Format returned by `fetch_openml('mnist_784')`:
- `X`: a table-like object with 70,000 rows and 784 columns; each row is a flattened 28×28 image (pixels ordered 0...783). Pixel values are typically in the range 0–255.  
- `y`: labels for each row (digits 0–9), often returned as strings; convert to integers with `y = y.astype(int)` if desired.  
  

Quick note: to visualize a row as an image use: `X.iloc[i].values.reshape(28,28)` (or `X.values[i].reshape(28,28)`), then display with `plt.imshow(...)`.

In [None]:
from sklearn.datasets import fetch_openml
import numpy as np
import pandas as pd
import matplotlib.pyplot as plt
import scipy.cluster.hierarchy as sch
from sklearn.cluster import KMeans, AgglomerativeClustering
from sklearn.metrics import silhouette_score
from sklearn.metrics import adjusted_rand_score
from sklearn.decomposition import PCA
import seaborn as sns

# Set global random seed for the notebook
np.random.seed(42)

In [None]:
# Load MNIST dataset
mnist = fetch_openml('mnist_784', version = 1, parser = 'auto')
X, y = mnist['data'], mnist['target']

The MNIST digits in this set are flattened arrays of 784 pixels. We can reshape them to 28x28 pixels and plot them using matplotlib.

In [None]:
image = X.iloc[0, :].values.reshape((28, 28))
plt.imshow(image, cmap='gray')

### 1. Preparing the Data

a. Using the full dataset, *normalize* each column so that the minimum column value is 0, and the maximum is 1. This is a standard practice for image datasets.  


b. Get a random sample of 10% of the data. The full dataset may take a while to run some of the below methods.

### 2. Fitting k-Means

a. Using the MNIST subset, determine the optimal k value for k-means according to the WCSS elbow method.
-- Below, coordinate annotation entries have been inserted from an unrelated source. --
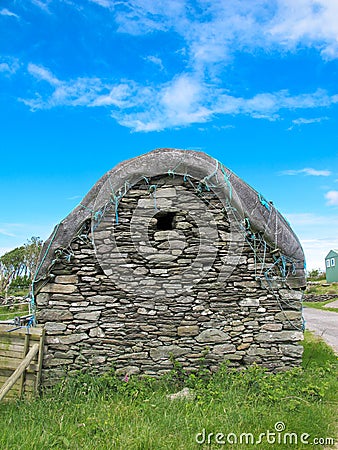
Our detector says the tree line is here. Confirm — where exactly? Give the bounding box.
[0,236,43,294]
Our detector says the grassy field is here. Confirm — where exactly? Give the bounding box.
[0,303,29,321]
[305,281,338,299]
[0,333,338,450]
[303,297,338,312]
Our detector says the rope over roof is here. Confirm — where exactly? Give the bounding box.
[35,148,305,287]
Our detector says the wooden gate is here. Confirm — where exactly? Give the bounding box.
[0,324,45,400]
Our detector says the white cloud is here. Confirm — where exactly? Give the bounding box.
[266,0,338,59]
[20,63,338,131]
[292,116,329,125]
[280,167,332,177]
[107,0,338,76]
[0,228,15,237]
[90,0,115,9]
[0,8,19,19]
[28,63,60,86]
[144,55,164,70]
[0,57,20,75]
[325,191,338,206]
[285,213,338,270]
[288,116,329,131]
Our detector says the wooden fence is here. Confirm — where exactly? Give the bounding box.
[0,324,44,399]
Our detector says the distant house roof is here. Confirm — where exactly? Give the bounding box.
[325,249,338,259]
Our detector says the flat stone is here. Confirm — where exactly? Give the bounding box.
[146,253,177,263]
[40,283,77,294]
[37,309,73,322]
[115,366,140,376]
[88,295,116,303]
[89,327,105,337]
[45,322,67,334]
[239,298,259,307]
[150,345,190,361]
[59,333,88,344]
[275,310,302,322]
[74,311,101,322]
[156,188,177,198]
[196,328,229,344]
[262,323,283,331]
[177,325,199,336]
[279,344,304,358]
[213,344,236,355]
[36,292,49,307]
[55,275,79,284]
[256,331,304,342]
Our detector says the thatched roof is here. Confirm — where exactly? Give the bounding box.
[36,149,305,286]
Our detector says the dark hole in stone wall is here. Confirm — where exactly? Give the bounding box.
[154,211,175,231]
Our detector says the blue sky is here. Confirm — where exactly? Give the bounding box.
[0,0,338,269]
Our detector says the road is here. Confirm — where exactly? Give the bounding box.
[303,307,338,354]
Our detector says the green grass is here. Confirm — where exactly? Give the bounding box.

Use a range of k-values from 2 - 15. (Hint: The plot will not be cut and dry like some of the class examples; just use your best judgement!) 

b. Fit a k-means model with the optimal k value.

c. High-dimensional data—like MNIST digit images with 784 pixels—are hard to visualize.  
**Dimensionality reduction** helps us find a lower-dimensional view that keeps important patterns.

**Principal Component Analysis (PCA)** is a simple and fast method that finds directions of maximum variation in the data. By keeping only the top two directions, we can make a 2D version of our data that’s easy to plot.

Use **PCA** to reduce the MNIST data to **2 dimensions** (`n_components=2`).  
Then make a **scatterplot** of the 2D data and **color the points by their k-means cluster labels**. Use the Dark2 colormap to help distingish the colors. It will also be helpful to shrink the point size (e.g., s = 0.5).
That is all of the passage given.